A raw vote plurality and the questionable intervention of the robed gang of five notwithstanding, Al Gore lost the 2000 election. That was clear to anyone who watched his dismal campaign. A wooden candidate evoking the pretense of synthetic dynamism and running against, rather than on, an obviously powerful message. Gore lost. So, too, with Gray Davis, only in spades. The stiff Davis didn't even attempt the pretence and, in any event, couldn't have pulled it off against a cinematic, not to mention media, super hero. Gore lost, Davis lost as did Bob Dole and Papa Bush in elections past.
What is the lesson here?

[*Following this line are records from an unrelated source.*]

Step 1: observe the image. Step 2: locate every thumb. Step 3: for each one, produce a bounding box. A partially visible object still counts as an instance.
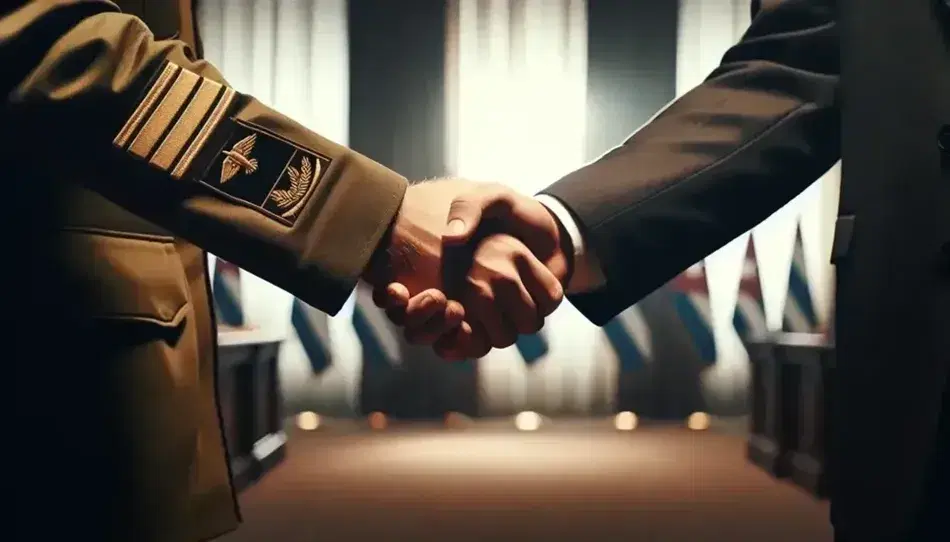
[442,196,482,244]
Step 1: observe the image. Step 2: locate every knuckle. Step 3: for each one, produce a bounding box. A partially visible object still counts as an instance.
[469,281,495,303]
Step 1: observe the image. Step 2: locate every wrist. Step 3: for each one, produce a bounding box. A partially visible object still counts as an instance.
[549,215,576,288]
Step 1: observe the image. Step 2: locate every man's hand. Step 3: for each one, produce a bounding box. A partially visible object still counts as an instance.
[373,234,564,360]
[374,181,572,358]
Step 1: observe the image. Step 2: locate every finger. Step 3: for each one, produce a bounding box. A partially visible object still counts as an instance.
[492,274,544,334]
[466,282,518,348]
[405,288,448,329]
[373,282,409,309]
[442,183,560,256]
[433,322,491,361]
[386,307,406,326]
[515,252,564,319]
[405,301,471,345]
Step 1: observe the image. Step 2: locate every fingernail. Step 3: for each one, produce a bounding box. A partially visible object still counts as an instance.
[449,218,465,235]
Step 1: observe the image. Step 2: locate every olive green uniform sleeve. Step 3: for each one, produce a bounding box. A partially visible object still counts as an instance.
[0,0,408,313]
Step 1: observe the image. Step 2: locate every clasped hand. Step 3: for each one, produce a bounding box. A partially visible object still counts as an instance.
[364,179,571,360]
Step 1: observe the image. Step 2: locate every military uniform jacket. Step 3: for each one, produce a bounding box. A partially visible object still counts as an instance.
[0,0,407,542]
[545,0,950,541]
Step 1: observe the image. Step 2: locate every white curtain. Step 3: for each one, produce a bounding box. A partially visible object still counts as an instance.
[198,0,360,418]
[446,0,613,414]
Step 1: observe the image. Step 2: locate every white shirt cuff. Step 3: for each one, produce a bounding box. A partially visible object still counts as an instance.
[535,194,606,294]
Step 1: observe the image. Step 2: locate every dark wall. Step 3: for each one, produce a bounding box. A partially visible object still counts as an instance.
[348,0,446,179]
[587,0,679,159]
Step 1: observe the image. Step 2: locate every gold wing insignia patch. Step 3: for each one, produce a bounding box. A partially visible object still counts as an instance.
[221,134,257,184]
[270,155,321,219]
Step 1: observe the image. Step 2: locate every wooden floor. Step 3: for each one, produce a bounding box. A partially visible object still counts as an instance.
[222,422,832,542]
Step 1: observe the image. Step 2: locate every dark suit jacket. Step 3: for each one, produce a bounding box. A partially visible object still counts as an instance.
[545,0,950,541]
[6,0,407,542]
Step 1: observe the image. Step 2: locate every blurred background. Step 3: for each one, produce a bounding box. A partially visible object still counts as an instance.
[199,0,839,541]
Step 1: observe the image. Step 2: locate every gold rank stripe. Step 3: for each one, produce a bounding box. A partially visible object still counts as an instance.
[129,69,201,158]
[172,87,237,179]
[149,79,222,171]
[112,62,178,147]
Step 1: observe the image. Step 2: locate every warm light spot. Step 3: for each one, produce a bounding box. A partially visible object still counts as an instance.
[445,412,471,429]
[686,412,710,431]
[297,412,320,431]
[367,412,388,431]
[614,412,639,431]
[515,411,541,431]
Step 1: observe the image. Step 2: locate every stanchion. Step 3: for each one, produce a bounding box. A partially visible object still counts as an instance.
[746,333,835,497]
[218,328,287,491]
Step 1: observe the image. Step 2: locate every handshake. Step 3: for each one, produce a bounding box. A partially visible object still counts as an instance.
[363,179,573,360]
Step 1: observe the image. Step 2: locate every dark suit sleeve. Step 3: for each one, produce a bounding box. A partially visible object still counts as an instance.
[0,0,407,312]
[544,0,840,325]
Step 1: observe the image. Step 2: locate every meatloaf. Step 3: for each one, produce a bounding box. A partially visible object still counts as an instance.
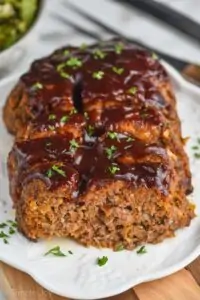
[4,40,195,249]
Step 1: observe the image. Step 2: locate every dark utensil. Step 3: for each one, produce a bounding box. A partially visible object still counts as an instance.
[55,1,200,86]
[114,0,200,43]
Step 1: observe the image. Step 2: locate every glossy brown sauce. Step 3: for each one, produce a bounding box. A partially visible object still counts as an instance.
[14,41,170,195]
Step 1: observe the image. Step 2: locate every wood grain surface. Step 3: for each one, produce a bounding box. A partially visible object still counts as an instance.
[0,258,200,300]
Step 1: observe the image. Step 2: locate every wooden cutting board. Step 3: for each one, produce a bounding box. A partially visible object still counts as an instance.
[0,258,200,300]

Elections are lost, perhaps as often as they are won. Perhaps more often. To win, one has to win. That means, if not electrifying the public, then at least eliciting a spark. Listening to Bush & Company pontificating this past week to selected friendly audiences, sanctimoniously repeating the now discredited "truths" that were used to sell our preemptive interventionism, I was struck by how much ammunition they are providing for the inevitable foreign policy debate of 2004. This and a still lackluster jobless recovery with ballooning deficits (and the resulting ballooning interest rates that will certainly follow) provide powerful arguments for the opposition. But in the end, someone, whether it be Howard Dean, Wes Clark or John Kerry, will have to win. That's the rub.
Everyone is trying to find the message in California. Democratic optimists see it as a sign of powerful dissatisfaction that will ultimately and naturally translate into a Bush defeat. My good friend Clifford Kulwin in a Friday night sermon reminded us that when people are energized by a substantive cause, they can be driven to the polls in numbers that Americans rarely see. Republicans have taken heart that the heretofore solidly Democratic stronghold of California went 60% for their party's people. All true, all valid. There is deep dissatisfaction, it can lead to unprecedented turnout and party loyalty is not what it used to be. But, in the end, it may be much simpler. Gray Davis lost.
I think the recall set a terrible precedent in a country where politicians already are constantly looking over their shoulders or at polls before making decisions. Jack Kennedy would have difficulty finding the courageous to profile in these times. Then again, I wouldn't over read the precedent. After all, we're talking about California where politics is always a little off the national norm – lot's of propositions, ultra conservatives and ultra liberals. It's hard to keep tabs and difficult to make predictions about what might come next, much less consider what happens out there predictive.
So I would suggest that those who will ultimately emerge from the nine, and especially he who ultimately emerges as the One, focus on a single truth. Elections are won or lost. Without discounting the role of the voter, it is the runner who has to win the race. Al Gore and Gray Davis lost. The country can't afford another such capitulation.